“Whatever may have happened, there is no excuse for people deciding to take the law into their own hands and killing young men in their prime”
When I got the call from a friend telling me about the killings, I could not believe it. But then I saw the horrific photos that were being sent around. I have not yet been able to bring myself to watch the video. My two friends were talented, loving, and respectful people. I heard all the rumours about them being criminals, but I don’t believe them. And whatever may have happened, there is no excuse for people deciding to take the law into their own hands and killing young men who were in their prime, who were going to do great things. If there was a problem, these people should have turned to the police.After they were killed, the university said it was not responsible for what happened to students off campus – and didn’t say much more. So students, fed up, decided to protest on Tuesday. I joined them early in the morning; there must have been at least 5,000 in all. I didn’t see any violence while I was there. We waited for 10 hours for the vice-chancellor to come speak to us. The vice-chancellor is the one responsible for the decision to make all students, after their second year, seek lodgings off-campus [because of a shortage of on-campus housing]. So the students, in addition to demanding that the university make sure justice would be served, also demanded that all students immediately be given housing on-campus, where the university would be responsible for their safety. [During a news conference Tuesday, the vice-chancellor condemned the killings, and asked the government to help clear hurdles for the university to acquire more land.] The student protesters also called for compensation for the victims’ families. I hope the university will listen.
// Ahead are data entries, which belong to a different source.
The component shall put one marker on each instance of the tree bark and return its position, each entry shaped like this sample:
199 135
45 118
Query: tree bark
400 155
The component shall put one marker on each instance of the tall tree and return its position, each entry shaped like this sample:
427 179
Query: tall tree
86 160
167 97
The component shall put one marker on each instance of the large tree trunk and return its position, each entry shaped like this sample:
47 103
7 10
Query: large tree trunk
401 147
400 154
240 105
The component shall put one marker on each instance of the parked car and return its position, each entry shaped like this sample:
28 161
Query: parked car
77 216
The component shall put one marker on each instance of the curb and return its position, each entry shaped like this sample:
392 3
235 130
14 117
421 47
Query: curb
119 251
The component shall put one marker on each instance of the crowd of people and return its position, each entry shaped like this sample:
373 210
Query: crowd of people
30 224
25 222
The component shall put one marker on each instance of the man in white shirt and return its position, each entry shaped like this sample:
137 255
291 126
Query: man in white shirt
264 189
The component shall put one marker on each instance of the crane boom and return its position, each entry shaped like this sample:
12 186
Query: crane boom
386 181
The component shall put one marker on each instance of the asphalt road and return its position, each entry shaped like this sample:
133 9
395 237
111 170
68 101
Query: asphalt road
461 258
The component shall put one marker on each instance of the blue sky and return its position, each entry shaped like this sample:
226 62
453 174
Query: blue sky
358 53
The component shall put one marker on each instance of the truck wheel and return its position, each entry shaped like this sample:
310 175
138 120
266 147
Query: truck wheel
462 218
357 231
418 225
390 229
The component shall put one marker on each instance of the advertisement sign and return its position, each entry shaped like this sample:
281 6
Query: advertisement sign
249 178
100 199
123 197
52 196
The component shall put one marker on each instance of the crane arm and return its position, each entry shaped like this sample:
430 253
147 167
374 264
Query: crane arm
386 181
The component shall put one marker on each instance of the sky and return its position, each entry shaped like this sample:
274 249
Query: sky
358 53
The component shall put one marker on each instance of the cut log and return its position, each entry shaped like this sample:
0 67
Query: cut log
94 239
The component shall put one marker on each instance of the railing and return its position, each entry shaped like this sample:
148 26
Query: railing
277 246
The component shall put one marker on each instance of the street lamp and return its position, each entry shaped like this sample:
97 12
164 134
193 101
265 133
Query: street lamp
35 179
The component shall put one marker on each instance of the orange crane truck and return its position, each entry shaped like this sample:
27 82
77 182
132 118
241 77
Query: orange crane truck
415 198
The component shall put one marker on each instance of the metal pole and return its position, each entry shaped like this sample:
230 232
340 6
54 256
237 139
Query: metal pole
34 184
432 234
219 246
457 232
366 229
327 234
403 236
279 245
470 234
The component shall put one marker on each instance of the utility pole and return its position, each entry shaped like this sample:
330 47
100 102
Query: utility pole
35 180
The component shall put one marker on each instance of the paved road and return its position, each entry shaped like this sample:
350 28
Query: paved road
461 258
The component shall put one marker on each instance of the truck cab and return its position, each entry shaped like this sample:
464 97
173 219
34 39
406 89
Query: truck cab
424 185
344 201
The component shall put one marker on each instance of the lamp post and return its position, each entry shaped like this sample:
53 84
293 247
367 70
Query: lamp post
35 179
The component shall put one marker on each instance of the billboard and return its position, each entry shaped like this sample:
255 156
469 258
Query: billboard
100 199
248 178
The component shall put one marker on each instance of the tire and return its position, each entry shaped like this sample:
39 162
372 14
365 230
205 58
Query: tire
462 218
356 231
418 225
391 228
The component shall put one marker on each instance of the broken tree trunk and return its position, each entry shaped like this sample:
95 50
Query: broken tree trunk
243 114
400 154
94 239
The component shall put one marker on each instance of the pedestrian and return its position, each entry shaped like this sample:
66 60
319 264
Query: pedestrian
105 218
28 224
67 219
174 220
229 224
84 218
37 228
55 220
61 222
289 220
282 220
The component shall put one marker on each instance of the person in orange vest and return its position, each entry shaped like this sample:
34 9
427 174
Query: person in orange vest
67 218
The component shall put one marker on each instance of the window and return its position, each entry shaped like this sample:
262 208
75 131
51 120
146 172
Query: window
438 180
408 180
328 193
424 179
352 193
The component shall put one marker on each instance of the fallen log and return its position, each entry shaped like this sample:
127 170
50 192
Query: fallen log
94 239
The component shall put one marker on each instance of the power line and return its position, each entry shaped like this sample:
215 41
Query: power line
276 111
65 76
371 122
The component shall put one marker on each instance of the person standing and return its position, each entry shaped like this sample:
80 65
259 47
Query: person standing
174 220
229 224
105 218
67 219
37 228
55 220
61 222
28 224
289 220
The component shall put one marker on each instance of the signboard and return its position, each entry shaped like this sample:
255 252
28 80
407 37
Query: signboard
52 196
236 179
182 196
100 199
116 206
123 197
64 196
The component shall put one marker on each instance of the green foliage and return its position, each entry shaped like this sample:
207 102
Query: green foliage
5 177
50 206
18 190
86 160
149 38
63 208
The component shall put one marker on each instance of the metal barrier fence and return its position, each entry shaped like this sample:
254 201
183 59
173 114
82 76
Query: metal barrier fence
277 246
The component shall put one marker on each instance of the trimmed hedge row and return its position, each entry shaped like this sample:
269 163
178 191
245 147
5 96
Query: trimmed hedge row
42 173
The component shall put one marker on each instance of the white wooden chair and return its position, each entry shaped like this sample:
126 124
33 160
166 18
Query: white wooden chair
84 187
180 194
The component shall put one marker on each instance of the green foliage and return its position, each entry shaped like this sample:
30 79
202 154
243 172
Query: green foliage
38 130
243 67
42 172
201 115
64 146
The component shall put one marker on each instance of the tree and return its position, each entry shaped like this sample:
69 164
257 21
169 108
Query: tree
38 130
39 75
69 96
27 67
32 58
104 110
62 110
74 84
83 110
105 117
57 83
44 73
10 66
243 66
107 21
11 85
“It’s not safe here anymore”
After seeing the video of this inhuman act, students couldn’t just sit back and do nothing, so student leaders led a protest of thousands. It was peaceful, not a riot, but some other students who were highly annoyed at the situation went and burnt down houses in Aluu town. This morning [Wednesday] I called a friend that lives in Aluu - as do quite a few students, since it is adjacent to the university - and she told me she was very scared because the boys had destroyed a lot of property. Aluu is now a ghost town, and everyone is living in fear of reprisals.This morning [Wednesday], as early as 5 a.m., students were vacating their residences; I myself am all packed up and ready to leave town. I heard three gunshots ring out around 7 a.m. It’s not safe here anymore.